Serological markers of activity in Systemic lupus erythematosus (SLE) g/l

Tumoral necrosis factor (TNF), Interleukin (IL) -6, IL-10 and Il1B

Levels of pro-inflammatory cytokines, pg/ml

High mobility group box 1 protein (HMGB1)

Levels of pro-inflammatory cytokines, ui

Alpha interferon (IFNα)

Ratios of IFNα protein, ui

EuroQol-5D (EQ-5D-5L),

EQ-5D-5L questionaries. Minimum 1, maximum 3, higher scores mean a worse outcome.

Time frame: Baseline, days 1-2-3-4-5 of nVNS, after five days of nVNS, after 2 weeks of nVNS, after3 weeks of nVSN. Additionally, 2 and 3months after stimulation if the biomarkers and scales of activity do not return to baseline levels and 1 month after nVNS.

Lupus Patient-Reported Outcome (LupusPRO)

Lupus PRO questionaries. Minimum 0, maximum 5, higher scores mean a worse outcome.

Lupus Quality of Life (LupusQoL)

Lupus QoL questionaries. Minimum 1, maximum 7, higher scores mean a worse outcome.

Functional Assessment of Chronic Illness Therapy - Fatigue (FACIT-F)

FACIT-F scale. Minimum 0, maximum 4, higher scores mean a worse outcome.

Fatigue Severity Scale (FSS)

FSS. Minimum 1, maximum 7, higher scores mean a worse outcome.

Composite Autonomic Symptom Score (Compass-31)

Self-scoring Compass 31 autonomic assessment. Minimum 0, maximum 100, higher scores mean a worse outcome.

28-joint count

28-joint count will be used to assess articular involvement.

Physician's Global Assessment (PGA)

PGA as non-specific activity scale. Minimum 0, maximum 3, higher scores mean a worse outcome.

Patients' Global Assessment (PtGA)

PtGA as non-specific activity scale. Minimum 0, maximum 100, higher scores mean a worse outcome.

Cutaneous Lupus Erythematosus Disease Area and Severity Index (CLASI)

CLASI will be used to evaluate skin involvement.Minimum 0, maximum 100, higher scores mean a worse outcome.

Numeric scale ranges (NRS)

11-point NRS scale for pain. Minimum 0, maximum 10, higher scores mean a worse outcome.

Visual Analog Scale (VAS)

VSA for pain. Minimum 0, maximum 10, higher scores mean a worse outcome.

High-frequency power, low-frequency power

Continuous electrocardiogram will be recorded at rest for 5 minutes for heart rate variability (HRV) analysis (high-frequency power HF, low-frequency power LF), m2

LF to HF power ratio

Continuous electrocardiogram will be recorded at rest for 5 minutes for heart rate variability (HRV) analysis ( LF to HF power ratio)

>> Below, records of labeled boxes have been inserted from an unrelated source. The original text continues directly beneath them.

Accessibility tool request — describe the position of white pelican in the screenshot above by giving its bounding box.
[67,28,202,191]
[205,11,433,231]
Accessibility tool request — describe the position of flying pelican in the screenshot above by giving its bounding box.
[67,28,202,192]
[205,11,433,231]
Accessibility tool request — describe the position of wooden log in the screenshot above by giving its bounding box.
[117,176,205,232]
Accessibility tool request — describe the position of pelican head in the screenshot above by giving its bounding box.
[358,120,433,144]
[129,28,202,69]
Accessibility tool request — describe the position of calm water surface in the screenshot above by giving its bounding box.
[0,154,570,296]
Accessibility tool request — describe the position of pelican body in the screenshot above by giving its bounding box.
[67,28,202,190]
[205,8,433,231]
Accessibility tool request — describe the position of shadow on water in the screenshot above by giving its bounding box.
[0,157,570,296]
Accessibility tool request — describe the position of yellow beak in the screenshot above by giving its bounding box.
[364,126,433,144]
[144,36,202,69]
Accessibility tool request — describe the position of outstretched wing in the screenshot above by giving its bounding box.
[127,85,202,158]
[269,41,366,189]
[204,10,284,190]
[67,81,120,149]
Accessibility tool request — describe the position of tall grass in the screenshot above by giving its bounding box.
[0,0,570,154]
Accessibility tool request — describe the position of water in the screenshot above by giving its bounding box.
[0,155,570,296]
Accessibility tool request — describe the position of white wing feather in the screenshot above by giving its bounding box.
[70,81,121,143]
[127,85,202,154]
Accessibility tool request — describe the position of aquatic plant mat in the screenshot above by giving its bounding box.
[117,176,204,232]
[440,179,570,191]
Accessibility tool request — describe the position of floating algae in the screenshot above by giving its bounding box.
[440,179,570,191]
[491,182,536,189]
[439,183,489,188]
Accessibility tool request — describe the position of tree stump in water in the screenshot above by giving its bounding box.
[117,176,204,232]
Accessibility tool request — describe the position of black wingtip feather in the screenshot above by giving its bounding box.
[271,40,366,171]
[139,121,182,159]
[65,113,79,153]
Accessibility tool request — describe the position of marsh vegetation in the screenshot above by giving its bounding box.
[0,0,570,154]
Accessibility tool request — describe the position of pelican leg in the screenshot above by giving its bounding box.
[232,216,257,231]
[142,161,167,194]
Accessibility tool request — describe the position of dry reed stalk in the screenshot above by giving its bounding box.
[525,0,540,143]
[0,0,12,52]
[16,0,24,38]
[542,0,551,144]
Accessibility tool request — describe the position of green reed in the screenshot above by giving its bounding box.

Cardiovagal evaluation. (Composite autonomic scoring scale)

Continuous electrocardiogram heart rate changes during deep breathing and postural changes (beats per minute).Composite autonomic scoring scale minimun 0, maximum 3, higher scores mean a worse outcome.

Vasalva ratio

Continuous electrocardiogram heart rate changes during Valsalva manoeuvre (ratio).

Sympathetic evaluation (Composite autonomic scoring scale)

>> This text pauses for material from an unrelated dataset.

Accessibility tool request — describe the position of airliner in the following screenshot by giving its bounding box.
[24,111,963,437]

Beat-to-beat blood pressure changes to isometric exercise, Valsalva manoeuvre and postural changes, (mmHg). Composite autonomic scoring scale minimun 0, maximum 4, higher scores mean a worse outcome.

Systemic Lupus Erythematosus Disease Activity Index 2000 (SLEDAI-2K)

Disease-specific activity scale. Minimum 0, maximum 105, higher scores mean a worse outcome.

BILAG-2004

Disease-specific activity scale. Minimum 0, maximum 32, higher scores mean a worse outcome.